Dara tersenyum dan menuntun Rain untuk masuk ke kamar. Sedangkan Nan, alih-alih mandi dia malah mendudukkan bokongnya di teras. Menatap luasnya langit dengan bintang dan bulan sebagai hiasannya.

Kepalanya masih sibuk berpikir bagaimana caranya agar dia bisa membantu Dara di panti asuhan ini. Bagaimana agar dia nampak sedikit berguna.

Ya, Nan memang tinggal di panti asuhan. Kata Dara, dia sudah berada di sini sejak umurnya masih sekitaran sepuluh bulan. Entah apa kesalahannya hingga orangtuanya enggan untuk mengurusnya.

Tetapi, dia bersyukur dipertemukan dengan wanita hebat seperti Dara. Dara menyayangi anak-anak asuhnya seperti anak sendiri.
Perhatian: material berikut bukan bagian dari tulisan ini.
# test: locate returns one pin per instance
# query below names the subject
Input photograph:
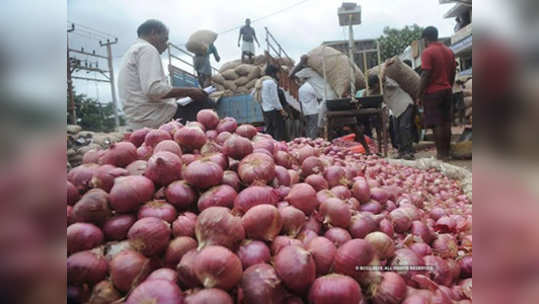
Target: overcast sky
(298, 29)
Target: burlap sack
(230, 75)
(407, 78)
(199, 41)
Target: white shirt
(308, 99)
(270, 97)
(142, 83)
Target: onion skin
(253, 252)
(156, 291)
(83, 236)
(150, 235)
(86, 267)
(335, 288)
(128, 268)
(129, 192)
(323, 251)
(217, 226)
(218, 267)
(296, 268)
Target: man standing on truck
(248, 47)
(439, 70)
(148, 99)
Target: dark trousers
(275, 125)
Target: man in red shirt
(439, 69)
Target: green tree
(394, 41)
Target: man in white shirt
(147, 97)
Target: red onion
(86, 267)
(207, 296)
(253, 252)
(216, 266)
(335, 212)
(137, 167)
(323, 251)
(119, 154)
(83, 236)
(255, 195)
(262, 222)
(261, 285)
(382, 243)
(168, 146)
(93, 207)
(129, 192)
(317, 182)
(256, 168)
(158, 209)
(73, 194)
(203, 174)
(296, 268)
(156, 292)
(335, 288)
(247, 131)
(217, 226)
(354, 253)
(237, 147)
(180, 194)
(80, 176)
(303, 197)
(218, 196)
(128, 268)
(338, 236)
(190, 138)
(293, 220)
(150, 235)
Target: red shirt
(440, 60)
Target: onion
(158, 209)
(218, 196)
(119, 154)
(177, 248)
(180, 194)
(323, 251)
(261, 285)
(253, 252)
(86, 267)
(255, 195)
(382, 243)
(303, 197)
(190, 138)
(237, 147)
(335, 212)
(317, 182)
(256, 168)
(137, 167)
(293, 220)
(93, 207)
(203, 174)
(216, 266)
(156, 292)
(335, 288)
(361, 190)
(150, 235)
(296, 268)
(128, 268)
(262, 222)
(83, 236)
(338, 236)
(247, 131)
(217, 226)
(227, 124)
(168, 146)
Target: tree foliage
(394, 41)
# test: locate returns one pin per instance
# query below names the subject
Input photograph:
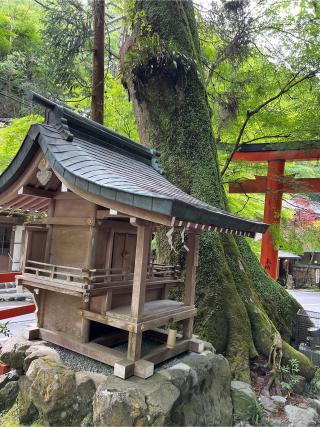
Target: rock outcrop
(195, 390)
(243, 399)
(301, 417)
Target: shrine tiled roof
(102, 162)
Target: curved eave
(40, 135)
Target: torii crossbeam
(275, 184)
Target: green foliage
(12, 136)
(4, 329)
(255, 413)
(290, 374)
(313, 388)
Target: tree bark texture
(239, 306)
(98, 61)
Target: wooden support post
(47, 258)
(139, 287)
(90, 263)
(190, 281)
(272, 215)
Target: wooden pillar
(139, 287)
(190, 280)
(90, 263)
(272, 215)
(47, 258)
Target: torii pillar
(274, 185)
(272, 215)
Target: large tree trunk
(239, 306)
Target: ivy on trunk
(239, 306)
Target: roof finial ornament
(44, 174)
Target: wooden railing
(95, 278)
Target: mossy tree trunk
(239, 306)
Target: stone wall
(192, 390)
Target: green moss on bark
(239, 306)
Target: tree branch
(250, 113)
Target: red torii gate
(274, 185)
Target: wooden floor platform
(123, 368)
(155, 314)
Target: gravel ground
(78, 362)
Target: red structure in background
(14, 311)
(274, 185)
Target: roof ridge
(70, 124)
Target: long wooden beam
(272, 215)
(36, 192)
(287, 184)
(289, 155)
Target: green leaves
(12, 136)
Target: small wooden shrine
(87, 259)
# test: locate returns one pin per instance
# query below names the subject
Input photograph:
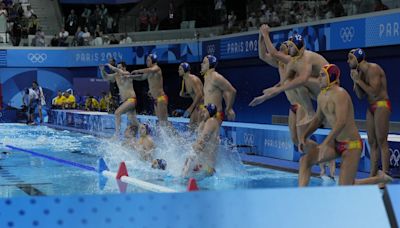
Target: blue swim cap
(154, 58)
(297, 40)
(359, 54)
(148, 130)
(212, 60)
(159, 164)
(185, 66)
(212, 109)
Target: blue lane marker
(59, 160)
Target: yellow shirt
(70, 101)
(103, 104)
(59, 101)
(95, 104)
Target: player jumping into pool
(202, 162)
(154, 77)
(216, 88)
(127, 94)
(370, 81)
(192, 87)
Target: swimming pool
(22, 173)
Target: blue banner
(98, 1)
(239, 47)
(212, 47)
(348, 34)
(67, 58)
(382, 30)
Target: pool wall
(260, 140)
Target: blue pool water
(24, 174)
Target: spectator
(143, 19)
(153, 18)
(39, 39)
(251, 21)
(172, 16)
(109, 24)
(28, 12)
(125, 39)
(98, 41)
(218, 7)
(30, 101)
(98, 29)
(85, 17)
(33, 24)
(54, 41)
(72, 22)
(115, 24)
(275, 19)
(41, 98)
(103, 11)
(78, 38)
(231, 20)
(16, 33)
(106, 40)
(104, 102)
(63, 36)
(3, 18)
(92, 23)
(113, 40)
(86, 36)
(69, 102)
(379, 6)
(91, 104)
(58, 101)
(335, 8)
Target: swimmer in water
(202, 162)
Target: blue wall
(251, 79)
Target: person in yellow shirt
(104, 102)
(69, 102)
(91, 104)
(58, 101)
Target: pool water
(23, 174)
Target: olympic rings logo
(37, 57)
(394, 157)
(347, 34)
(248, 139)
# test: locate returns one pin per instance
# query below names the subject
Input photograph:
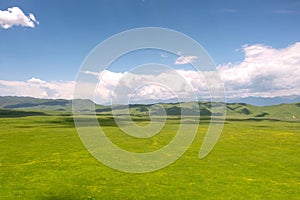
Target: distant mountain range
(36, 106)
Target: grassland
(42, 157)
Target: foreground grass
(42, 157)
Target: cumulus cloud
(182, 60)
(35, 87)
(265, 71)
(15, 17)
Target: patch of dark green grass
(42, 157)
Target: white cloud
(15, 17)
(265, 71)
(181, 60)
(37, 88)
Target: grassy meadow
(42, 157)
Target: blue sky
(68, 30)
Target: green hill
(233, 110)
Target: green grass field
(42, 157)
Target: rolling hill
(237, 110)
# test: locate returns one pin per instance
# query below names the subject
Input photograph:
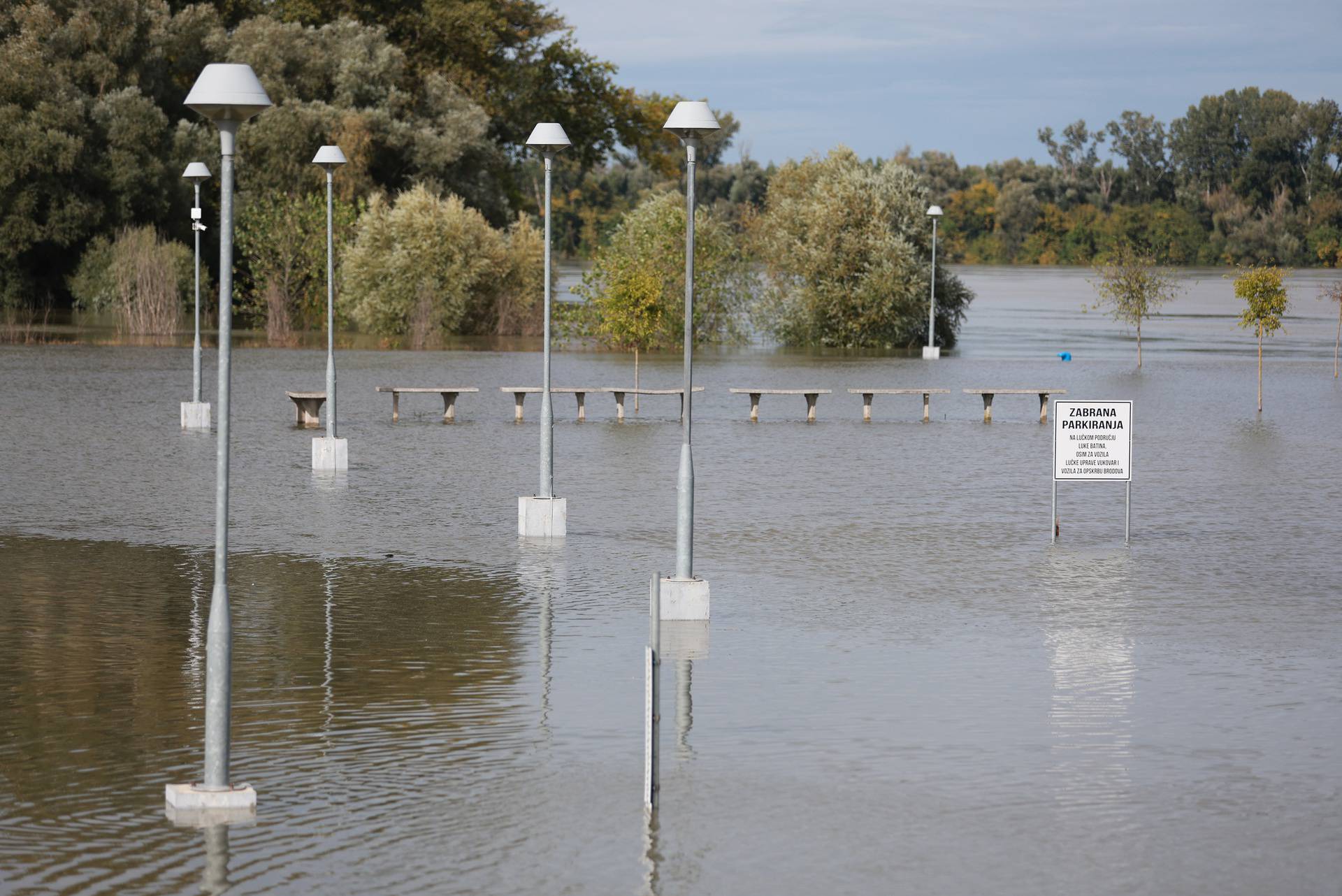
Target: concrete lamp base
(331, 454)
(542, 516)
(685, 598)
(195, 414)
(194, 798)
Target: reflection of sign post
(1092, 442)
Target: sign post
(1092, 442)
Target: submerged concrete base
(195, 414)
(542, 516)
(331, 454)
(194, 798)
(685, 598)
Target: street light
(684, 595)
(226, 94)
(331, 452)
(545, 515)
(195, 414)
(933, 352)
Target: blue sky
(977, 78)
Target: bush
(846, 247)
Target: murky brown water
(905, 687)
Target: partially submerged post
(227, 94)
(331, 452)
(195, 414)
(544, 515)
(688, 597)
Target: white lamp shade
(691, 118)
(227, 92)
(329, 157)
(549, 136)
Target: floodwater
(905, 687)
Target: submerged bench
(621, 393)
(1043, 398)
(521, 392)
(447, 392)
(867, 395)
(755, 398)
(308, 408)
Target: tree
(651, 239)
(1333, 293)
(846, 249)
(1133, 287)
(1264, 303)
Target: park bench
(621, 393)
(308, 407)
(521, 392)
(447, 392)
(1043, 398)
(755, 398)
(867, 395)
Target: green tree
(846, 249)
(1133, 287)
(651, 240)
(1264, 305)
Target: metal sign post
(1092, 442)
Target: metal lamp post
(545, 515)
(226, 94)
(331, 452)
(684, 595)
(932, 352)
(195, 414)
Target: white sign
(1092, 440)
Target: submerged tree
(1133, 287)
(1264, 299)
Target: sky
(976, 78)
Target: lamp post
(331, 452)
(932, 352)
(195, 414)
(545, 515)
(684, 595)
(226, 94)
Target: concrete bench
(1043, 398)
(308, 408)
(447, 392)
(867, 395)
(521, 392)
(621, 393)
(755, 398)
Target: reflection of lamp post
(195, 414)
(227, 94)
(545, 515)
(932, 352)
(331, 452)
(684, 595)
Tak pernah sedikit pun Nan merasakan kekurangan kasih sayang dari sosok Dara.

Ditambah lagi dengan suaminya yang juga mencerminkan sosok ayah yang bijaksana. Panti asuhan ini sebenarnya tak bisa disebut sebuah panti, karena mereka semua seperti keluarga yang sesungguhnya.

"Nan, kamu nggak masuk?" Suara Dara membuat lamunannya buyar.

"Nanti, Bun."

Dara duduk di sebelah Nan, merangkul laki-laki yang sudah dia anggap putranya sendiri. "Kamu lagi mikirin apa?" tanya Dara dengan senyum hangatnya—ciri khas seorang ibu.

"Nggak mikirin apa-apa kok, Bun." Nan berbohong.

"Bunda ngurus kamu dari kecil sampai sebesar sekarang. Kamu nggak bisa bohong sama Bunda, lho."

"Nan nggak bohong, cum—"

"Cuma nggak mau bilang aja?" potong Dara.

Nan diam.

"Kamu nggak pernah jadi beban buat Bunda. Adik-adik kamu yang lain pun begitu. Coba, udah berapa kali Bunda bilang kalau kalian semua itu seperti anak kandung Bunda sendiri?"

Lagi-lagi Nan hanya diam, dia lupa pada fakta bahwa Dara tak bisa dibohongi sebab kemampuannya yang bisa membaca perilaku. Sarjana Psikologi yang disandang oleh Dara adalah alasan utamanya. Perihal bagaimana Dara bisa tahu penyebabnya, Nan tidak tahu menahu. Entah dari mana Dara mengetahui hal itu.

"Udah, kamu nggak usah mikirin macem-macem. Sekarang mandi, nanti Bunda bawain makan malam ke kamar kamu."

Nan mengangguk dan membalas senyuman hangat Dara—senyuman yang selalu mampu menenangkan hatinya.

°°°

"Assalamu'alaikum, Bunda!" salam seseorang dengan lantang.

Nan yang sedang menyantap sarapannya memasang wajah malas. Itu suara Farhan—teman kelasnya yang menawarkan diri sebagai penumpang abadi motor Nan.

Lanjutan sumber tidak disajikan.